That map is sort of familiar, but what is it?
Wegener’s persistent search for evidence that the continents had been joined paid off. Scientists who came after him developed an understanding of seafloor spreading, which was the mechanism for Wegener’s continental drift. Geologists know that Wegener was right because the movements of continents explain so much about the geological activity we see.
The existence of Wegener’s supercontinent Pangaea is completely accepted by geologists today. But did it all begin with Pangaea? Or were there other supercontinents that came before?
Plate Tectonics Theory
First, let’s review plate tectonics theory. Plate tectonics theory explains why:
- Earth's geography has changed over time and continues to change today.
- some places are prone to earthquakes while others are not.
- certain regions may have deadly, mild, or no volcanic eruptions.
- mountain ranges are located where they are.
- many ore deposits are located where they are.
- living and fossil species are found where they are.
Plate tectonic motions affect Earth’s rock cycle, climate, and the evolution of life.
Remember that Wegener used the similarity of the mountains on the west and east sides of the Atlantic as evidence for his continental drift hypothesis. Those mountains rose at the convergent plate boundaries where the continents were smashing together to create Pangaea. As Pangaea came together about 300 million years ago, the continents were separated by an ocean where the Atlantic is now. The proto-Atlantic ocean shrank as the Pacific Ocean grew.
The Appalachian mountains of eastern North America formed at a convergent plate boundary as Pangaea came together (Figure below). About 200 million years ago, the they were probably as high as the Himalayas, but they have been weathered and eroded significantly since the breakup of Pangaea.

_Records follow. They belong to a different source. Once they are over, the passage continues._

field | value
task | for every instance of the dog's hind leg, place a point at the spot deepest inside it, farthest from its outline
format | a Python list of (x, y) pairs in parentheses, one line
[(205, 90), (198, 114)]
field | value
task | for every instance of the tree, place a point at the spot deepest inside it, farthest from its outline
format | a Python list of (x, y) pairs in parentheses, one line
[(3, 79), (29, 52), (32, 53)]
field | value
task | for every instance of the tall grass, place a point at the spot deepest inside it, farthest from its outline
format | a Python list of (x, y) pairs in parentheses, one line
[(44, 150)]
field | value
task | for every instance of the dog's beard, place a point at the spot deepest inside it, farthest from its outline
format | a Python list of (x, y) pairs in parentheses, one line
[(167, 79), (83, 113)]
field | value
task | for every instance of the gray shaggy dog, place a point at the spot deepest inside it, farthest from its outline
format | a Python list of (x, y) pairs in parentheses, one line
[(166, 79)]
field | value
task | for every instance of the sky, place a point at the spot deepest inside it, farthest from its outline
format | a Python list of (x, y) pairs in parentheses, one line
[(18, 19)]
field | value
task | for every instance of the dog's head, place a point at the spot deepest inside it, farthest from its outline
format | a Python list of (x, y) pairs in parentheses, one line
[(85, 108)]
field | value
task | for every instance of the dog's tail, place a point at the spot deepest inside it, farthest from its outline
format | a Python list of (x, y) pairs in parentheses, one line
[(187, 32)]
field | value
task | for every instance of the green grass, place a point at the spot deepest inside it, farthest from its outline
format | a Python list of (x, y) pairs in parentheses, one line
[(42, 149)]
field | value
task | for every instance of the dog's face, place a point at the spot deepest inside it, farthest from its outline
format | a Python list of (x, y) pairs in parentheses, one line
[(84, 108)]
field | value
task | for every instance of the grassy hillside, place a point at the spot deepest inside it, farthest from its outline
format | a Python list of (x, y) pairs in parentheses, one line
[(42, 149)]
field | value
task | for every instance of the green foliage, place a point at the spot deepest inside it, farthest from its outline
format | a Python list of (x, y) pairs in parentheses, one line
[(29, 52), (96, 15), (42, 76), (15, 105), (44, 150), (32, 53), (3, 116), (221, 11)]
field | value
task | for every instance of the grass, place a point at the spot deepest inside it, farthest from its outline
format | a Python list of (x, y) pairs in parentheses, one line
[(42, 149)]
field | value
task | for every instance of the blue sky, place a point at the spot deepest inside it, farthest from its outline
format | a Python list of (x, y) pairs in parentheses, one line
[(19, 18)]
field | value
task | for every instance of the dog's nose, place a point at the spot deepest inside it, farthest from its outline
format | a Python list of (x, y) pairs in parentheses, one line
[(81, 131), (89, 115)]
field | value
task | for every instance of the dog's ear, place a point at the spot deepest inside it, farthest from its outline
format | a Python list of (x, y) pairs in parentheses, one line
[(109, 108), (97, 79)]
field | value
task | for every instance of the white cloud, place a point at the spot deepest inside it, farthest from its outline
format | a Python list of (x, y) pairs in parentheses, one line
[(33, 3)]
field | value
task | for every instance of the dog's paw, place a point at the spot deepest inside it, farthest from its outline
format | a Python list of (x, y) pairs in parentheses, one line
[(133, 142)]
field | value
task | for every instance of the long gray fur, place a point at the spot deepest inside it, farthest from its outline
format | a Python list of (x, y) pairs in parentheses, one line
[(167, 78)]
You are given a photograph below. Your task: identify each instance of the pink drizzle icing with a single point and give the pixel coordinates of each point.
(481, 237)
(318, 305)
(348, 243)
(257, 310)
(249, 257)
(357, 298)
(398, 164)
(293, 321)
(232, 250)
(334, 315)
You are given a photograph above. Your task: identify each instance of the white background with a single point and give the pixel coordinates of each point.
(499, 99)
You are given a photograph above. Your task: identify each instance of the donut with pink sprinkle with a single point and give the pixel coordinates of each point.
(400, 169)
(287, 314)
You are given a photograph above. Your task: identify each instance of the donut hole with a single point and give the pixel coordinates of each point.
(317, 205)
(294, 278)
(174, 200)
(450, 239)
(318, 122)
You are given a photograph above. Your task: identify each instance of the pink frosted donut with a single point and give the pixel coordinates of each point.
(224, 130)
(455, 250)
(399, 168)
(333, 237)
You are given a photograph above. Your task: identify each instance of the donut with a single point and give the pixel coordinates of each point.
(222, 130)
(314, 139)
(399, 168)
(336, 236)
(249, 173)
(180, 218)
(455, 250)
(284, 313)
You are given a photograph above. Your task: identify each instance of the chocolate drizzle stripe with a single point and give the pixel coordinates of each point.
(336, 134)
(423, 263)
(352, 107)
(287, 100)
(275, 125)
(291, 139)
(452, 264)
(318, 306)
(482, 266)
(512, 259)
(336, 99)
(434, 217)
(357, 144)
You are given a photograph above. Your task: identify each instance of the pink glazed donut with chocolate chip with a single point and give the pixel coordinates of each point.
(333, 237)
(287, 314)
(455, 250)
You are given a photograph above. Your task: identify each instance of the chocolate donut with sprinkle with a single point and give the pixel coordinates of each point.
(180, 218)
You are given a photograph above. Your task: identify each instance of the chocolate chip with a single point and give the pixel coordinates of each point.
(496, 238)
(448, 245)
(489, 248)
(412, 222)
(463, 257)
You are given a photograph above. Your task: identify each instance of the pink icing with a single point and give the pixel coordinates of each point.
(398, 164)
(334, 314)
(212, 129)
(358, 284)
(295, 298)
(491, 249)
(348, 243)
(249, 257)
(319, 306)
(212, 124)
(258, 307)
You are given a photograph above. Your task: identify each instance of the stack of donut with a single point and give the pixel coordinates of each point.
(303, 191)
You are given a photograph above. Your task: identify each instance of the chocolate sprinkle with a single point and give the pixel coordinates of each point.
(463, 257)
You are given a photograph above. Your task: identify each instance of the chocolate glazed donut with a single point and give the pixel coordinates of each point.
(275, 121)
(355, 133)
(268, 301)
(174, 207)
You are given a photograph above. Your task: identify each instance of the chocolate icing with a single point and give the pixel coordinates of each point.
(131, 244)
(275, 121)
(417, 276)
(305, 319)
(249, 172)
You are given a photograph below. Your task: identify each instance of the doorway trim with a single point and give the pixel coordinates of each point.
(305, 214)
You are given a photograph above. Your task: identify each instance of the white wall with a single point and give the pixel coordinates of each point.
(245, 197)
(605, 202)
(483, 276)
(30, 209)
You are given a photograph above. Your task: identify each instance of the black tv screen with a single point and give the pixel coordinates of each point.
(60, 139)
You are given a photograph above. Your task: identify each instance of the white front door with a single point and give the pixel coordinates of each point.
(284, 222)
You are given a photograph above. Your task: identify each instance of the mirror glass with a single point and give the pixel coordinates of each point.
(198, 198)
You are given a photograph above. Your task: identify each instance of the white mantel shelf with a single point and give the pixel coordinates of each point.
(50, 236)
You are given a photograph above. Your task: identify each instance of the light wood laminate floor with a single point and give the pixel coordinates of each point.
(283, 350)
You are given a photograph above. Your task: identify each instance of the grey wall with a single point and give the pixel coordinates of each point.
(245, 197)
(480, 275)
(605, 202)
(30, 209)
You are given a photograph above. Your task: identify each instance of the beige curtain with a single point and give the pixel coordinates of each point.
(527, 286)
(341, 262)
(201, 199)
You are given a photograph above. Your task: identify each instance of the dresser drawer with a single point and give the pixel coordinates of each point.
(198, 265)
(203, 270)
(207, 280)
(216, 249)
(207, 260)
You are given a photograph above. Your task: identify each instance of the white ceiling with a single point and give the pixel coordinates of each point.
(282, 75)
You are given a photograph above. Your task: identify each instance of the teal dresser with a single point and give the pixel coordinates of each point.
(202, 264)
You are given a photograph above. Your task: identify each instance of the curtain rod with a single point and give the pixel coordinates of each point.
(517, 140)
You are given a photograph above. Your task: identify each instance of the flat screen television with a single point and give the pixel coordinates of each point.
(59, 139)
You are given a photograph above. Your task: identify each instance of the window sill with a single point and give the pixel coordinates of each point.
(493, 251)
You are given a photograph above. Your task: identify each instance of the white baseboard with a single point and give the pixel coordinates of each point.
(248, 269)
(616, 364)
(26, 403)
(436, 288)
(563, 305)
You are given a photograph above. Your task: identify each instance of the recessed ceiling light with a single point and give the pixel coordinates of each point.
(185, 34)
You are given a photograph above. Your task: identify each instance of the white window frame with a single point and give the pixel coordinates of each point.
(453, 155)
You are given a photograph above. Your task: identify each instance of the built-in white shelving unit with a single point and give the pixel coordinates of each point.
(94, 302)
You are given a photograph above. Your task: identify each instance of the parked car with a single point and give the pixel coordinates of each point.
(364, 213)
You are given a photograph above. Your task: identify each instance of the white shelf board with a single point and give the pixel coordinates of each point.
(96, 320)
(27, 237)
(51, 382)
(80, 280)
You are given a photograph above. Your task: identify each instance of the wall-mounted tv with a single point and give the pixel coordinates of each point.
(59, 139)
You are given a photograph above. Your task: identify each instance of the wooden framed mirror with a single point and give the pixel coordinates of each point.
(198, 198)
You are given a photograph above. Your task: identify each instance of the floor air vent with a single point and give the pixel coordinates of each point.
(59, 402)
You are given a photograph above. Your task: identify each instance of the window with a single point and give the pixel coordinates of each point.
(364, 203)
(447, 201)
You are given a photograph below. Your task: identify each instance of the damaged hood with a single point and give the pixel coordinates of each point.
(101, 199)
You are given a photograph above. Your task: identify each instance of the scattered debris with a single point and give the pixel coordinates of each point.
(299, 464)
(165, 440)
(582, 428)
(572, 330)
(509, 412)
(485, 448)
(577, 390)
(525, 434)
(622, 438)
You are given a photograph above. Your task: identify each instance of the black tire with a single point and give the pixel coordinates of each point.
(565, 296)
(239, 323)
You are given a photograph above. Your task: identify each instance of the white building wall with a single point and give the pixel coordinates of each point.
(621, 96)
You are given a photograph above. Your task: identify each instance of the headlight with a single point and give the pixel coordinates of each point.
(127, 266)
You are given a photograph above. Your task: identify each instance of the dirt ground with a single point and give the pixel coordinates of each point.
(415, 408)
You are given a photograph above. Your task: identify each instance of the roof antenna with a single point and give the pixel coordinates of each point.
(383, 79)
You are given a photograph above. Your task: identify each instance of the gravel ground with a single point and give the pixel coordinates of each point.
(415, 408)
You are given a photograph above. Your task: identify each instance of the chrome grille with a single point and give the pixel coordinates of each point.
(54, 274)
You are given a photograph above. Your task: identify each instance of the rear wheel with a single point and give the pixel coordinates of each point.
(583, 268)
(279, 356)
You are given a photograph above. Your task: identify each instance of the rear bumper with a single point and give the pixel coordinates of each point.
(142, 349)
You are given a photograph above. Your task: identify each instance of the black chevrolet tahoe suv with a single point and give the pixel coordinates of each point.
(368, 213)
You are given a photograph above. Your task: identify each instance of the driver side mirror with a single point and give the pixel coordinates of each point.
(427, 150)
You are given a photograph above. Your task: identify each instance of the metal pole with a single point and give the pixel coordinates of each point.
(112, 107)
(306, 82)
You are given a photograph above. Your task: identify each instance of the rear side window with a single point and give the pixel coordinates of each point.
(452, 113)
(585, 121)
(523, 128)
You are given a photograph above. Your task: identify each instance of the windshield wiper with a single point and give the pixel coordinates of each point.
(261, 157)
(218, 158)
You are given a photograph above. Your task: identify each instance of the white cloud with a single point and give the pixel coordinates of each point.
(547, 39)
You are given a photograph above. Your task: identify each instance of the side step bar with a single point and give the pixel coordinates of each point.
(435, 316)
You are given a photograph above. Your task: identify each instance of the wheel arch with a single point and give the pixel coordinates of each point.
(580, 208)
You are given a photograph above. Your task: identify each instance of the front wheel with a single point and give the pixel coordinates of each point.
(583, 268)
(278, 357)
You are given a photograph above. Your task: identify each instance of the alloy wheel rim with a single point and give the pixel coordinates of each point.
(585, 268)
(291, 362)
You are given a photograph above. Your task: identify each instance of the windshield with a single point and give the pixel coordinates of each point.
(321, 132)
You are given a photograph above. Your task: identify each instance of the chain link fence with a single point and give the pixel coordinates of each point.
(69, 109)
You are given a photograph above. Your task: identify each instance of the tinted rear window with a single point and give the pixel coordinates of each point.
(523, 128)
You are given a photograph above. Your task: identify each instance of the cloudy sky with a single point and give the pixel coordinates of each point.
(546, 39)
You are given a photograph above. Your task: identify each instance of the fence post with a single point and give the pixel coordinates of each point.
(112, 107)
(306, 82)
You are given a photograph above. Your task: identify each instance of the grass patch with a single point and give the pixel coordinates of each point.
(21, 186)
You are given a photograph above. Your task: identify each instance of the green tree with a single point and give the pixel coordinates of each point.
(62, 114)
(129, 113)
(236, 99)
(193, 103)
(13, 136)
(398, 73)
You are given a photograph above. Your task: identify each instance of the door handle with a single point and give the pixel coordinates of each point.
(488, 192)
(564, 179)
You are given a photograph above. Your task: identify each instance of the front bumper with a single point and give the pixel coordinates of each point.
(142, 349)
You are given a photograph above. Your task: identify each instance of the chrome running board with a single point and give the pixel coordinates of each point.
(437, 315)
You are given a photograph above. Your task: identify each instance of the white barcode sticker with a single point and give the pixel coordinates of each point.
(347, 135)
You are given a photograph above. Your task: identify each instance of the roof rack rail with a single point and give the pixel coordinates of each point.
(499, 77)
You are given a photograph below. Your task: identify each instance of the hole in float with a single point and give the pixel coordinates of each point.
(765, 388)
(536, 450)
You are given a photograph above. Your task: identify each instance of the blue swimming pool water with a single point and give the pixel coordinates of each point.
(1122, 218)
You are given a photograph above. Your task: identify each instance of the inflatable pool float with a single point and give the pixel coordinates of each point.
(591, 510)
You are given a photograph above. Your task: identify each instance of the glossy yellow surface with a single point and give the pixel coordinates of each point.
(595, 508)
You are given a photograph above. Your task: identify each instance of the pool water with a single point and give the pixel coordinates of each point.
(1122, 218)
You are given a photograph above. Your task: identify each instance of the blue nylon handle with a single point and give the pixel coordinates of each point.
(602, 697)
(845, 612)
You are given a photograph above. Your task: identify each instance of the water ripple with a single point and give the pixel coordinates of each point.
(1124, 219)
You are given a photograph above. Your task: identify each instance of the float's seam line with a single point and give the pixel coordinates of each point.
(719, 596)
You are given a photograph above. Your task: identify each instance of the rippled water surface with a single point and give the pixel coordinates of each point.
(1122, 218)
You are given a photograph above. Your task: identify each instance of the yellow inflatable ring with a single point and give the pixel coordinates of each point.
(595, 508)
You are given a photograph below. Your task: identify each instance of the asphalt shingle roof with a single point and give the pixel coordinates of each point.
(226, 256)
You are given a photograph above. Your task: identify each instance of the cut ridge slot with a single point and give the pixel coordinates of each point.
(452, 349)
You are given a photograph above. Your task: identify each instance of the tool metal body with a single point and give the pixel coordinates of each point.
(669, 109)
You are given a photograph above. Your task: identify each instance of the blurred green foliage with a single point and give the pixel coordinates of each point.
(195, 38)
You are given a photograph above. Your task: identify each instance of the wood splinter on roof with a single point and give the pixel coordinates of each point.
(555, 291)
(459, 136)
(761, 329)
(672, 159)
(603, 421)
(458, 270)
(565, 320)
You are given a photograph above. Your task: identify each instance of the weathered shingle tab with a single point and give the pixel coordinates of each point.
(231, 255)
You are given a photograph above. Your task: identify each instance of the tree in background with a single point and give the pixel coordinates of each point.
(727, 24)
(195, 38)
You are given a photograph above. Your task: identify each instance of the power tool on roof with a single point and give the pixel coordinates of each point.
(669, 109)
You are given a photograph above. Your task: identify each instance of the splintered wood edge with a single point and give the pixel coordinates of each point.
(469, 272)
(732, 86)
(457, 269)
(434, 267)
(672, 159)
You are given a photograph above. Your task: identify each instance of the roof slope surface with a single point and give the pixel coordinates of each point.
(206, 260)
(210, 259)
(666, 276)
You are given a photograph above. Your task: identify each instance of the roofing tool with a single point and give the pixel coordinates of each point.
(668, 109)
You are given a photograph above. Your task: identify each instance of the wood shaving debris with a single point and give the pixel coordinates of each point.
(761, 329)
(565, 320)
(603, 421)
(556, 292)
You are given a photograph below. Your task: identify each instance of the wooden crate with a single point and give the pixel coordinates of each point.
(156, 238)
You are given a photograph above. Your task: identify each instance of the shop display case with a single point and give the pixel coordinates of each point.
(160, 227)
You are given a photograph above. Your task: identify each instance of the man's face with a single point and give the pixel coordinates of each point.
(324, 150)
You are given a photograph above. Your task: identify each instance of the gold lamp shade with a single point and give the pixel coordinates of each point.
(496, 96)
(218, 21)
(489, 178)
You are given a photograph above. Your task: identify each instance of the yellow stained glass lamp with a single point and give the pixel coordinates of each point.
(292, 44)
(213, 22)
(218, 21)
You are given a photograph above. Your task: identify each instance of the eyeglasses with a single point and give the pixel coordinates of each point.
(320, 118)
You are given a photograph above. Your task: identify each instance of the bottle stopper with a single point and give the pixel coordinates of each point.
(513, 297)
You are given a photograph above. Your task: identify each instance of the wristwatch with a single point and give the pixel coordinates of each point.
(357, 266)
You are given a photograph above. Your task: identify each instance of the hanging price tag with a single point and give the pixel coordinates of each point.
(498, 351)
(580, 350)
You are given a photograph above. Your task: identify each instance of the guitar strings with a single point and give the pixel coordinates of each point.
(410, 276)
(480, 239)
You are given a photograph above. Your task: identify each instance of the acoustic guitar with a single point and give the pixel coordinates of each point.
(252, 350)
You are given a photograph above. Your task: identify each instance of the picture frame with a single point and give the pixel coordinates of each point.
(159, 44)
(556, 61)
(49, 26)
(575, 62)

The Appalachian Mountains in New Hampshire.
Pangaea has been breaking apart since about 250 million years ago. Divergent plate boundaries formed within the continents to cause them to rift apart. The continents are still moving apart, since the Pacific is shrinking as the Atlantic is growing. If the continents continue in their current directions, they will come together to create a supercontinent on the other side of the planet in around 200 million years.
If you go back before Pangaea there were earlier supercontinents, such as Rodinia, which existed 750 million to 1.1 billion years ago, and Columbia, at 1.5 to 1.8 billion years ago. This supercontinent cycle is responsible for most of the geologic features that we see and many more that are long gone (Figure below).
Scientists think that the creation and breakup of a supercontinent takes place about every 500 million years. The supercontinent before Pangaea was Rodinia. A new continent will form as the Pacific ocean disappears.
- Pangaea came together as a set of continent-continent convergent plate boundaries.
- Pangaea is still breaking up as the continents move apart. The Atlantic Ocean is getting bigger and the Pacific Ocean is getting smaller.
- Pangaea was not the first supercontinent and it won’t be the last. The continents come together and break apart about every 500 million years in a process called the supercontinent (or Wilson) cycle.
- Describe the plate tectonics processes that brought Pangaea together.
- Describe the plate tectonics processes that split Pangaea up.
- Why do scientists think that there will be another supercontinent in the future?